List<Integer> list = Arrays.asList(1, 2, -3, 8);

        list.stream()
                .filter(x -> x > 0)
                .collect(ArrayList::new, ArrayList::add, ArrayList::addAll)
                .stream() // Stream<Object>
                .map(x -> x * 2)
                .forEach(System.out::println);

If I replace

.collect(ArrayList::new, ArrayList::add, ArrayList::addAll)

with

.collect(Collectors.toList())

The code will be compiled. So the question is how do I write collect() with supplier and accumulator(I need it) to be able to call a stream() after it?

like image 607
chill appreciator Avatar asked Sep 27 '18 17:09

chill appreciator


1 Answers

It appears that you've made a raw method reference to the ArrayList constructor with ArrayList::new.

The type argument was not inferred with:

.collect(ArrayList::new, ArrayList::add, ArrayList::addAll)

The 3-argument overload of collect expects 3 arguments, the first one being a Supplier<R>. At this point there is no connection between the collect method's type argument R and T which is Integer here. The only way to infer this would be through the second argument, a BiConsumer<R, ? super T>. Here you have ArrayList::add, which gives the compiler no way to infer R either.
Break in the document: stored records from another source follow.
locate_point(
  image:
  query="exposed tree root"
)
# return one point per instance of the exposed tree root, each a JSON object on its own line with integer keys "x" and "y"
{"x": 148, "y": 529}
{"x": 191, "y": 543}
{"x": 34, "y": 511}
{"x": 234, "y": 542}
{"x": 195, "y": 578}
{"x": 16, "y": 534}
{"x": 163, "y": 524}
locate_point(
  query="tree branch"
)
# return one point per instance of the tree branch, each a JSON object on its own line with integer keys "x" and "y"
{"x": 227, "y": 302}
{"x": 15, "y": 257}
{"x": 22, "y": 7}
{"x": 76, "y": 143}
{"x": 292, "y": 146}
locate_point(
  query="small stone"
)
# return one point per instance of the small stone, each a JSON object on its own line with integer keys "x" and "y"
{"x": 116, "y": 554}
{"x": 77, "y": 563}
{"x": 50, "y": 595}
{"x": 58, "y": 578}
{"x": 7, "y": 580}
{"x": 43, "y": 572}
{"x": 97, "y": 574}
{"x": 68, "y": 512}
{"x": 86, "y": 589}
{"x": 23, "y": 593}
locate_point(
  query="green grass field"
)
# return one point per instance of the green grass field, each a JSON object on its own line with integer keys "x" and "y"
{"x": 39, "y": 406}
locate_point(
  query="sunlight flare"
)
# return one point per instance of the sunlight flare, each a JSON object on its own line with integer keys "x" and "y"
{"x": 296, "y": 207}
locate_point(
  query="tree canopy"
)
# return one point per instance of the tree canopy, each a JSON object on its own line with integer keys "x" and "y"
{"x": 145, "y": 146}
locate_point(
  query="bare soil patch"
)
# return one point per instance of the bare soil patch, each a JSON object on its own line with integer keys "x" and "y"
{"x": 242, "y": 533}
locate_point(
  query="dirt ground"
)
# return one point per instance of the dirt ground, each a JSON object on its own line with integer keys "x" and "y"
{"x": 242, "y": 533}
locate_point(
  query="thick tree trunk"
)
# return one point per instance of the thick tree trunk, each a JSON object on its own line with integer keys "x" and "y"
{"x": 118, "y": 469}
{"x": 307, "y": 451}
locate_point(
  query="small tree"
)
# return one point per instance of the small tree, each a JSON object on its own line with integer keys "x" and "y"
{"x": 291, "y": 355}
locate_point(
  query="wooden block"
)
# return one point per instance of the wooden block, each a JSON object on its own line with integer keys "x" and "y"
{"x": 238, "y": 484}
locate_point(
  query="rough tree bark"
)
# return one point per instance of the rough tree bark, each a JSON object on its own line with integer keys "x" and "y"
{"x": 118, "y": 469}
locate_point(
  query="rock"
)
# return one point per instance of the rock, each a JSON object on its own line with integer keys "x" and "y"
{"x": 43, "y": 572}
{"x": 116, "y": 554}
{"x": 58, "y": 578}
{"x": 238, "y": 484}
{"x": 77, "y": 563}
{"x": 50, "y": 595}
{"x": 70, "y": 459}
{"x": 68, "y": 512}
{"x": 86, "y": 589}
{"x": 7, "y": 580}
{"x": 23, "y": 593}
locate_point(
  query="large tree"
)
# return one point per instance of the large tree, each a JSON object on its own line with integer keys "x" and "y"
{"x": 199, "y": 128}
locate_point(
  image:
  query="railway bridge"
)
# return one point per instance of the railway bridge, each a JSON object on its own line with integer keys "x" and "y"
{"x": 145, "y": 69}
You must supply what R is in the first argument, the Supplier. You can supply explicit type arguments to the class to create on a method reference.

.collect(ArrayList<Integer>::new, ArrayList::add, ArrayList::addAll)

This compiles, and the output is as expected:

2
4
16

When you use Collectors.toList(), you are supplying only one argument.

public static <T> Collector<T,?,List<T>> toList()

Here, there is only one type argument T, so the compiler can correctly infer that this T is Integer, so a List<Integer> is created, allowing the code to compile. The type arguments to the Collector returned bind T to List<T>, allowing the compiler to perform the type inference.

Note that this is only necessary in the first place because there is no target type to help with type inference; you continue with the stream manipulation and just call System.out.println at the end, which can take an Object.

If you had this code:

List<Integer> modified = list.stream()
            .filter(x -> x > 0)
            .collect(ArrayList::new, ArrayList::add, ArrayList::addAll);

Then target type inference would have supplied Integer for the type argument to ArrayList::new. This compiles also.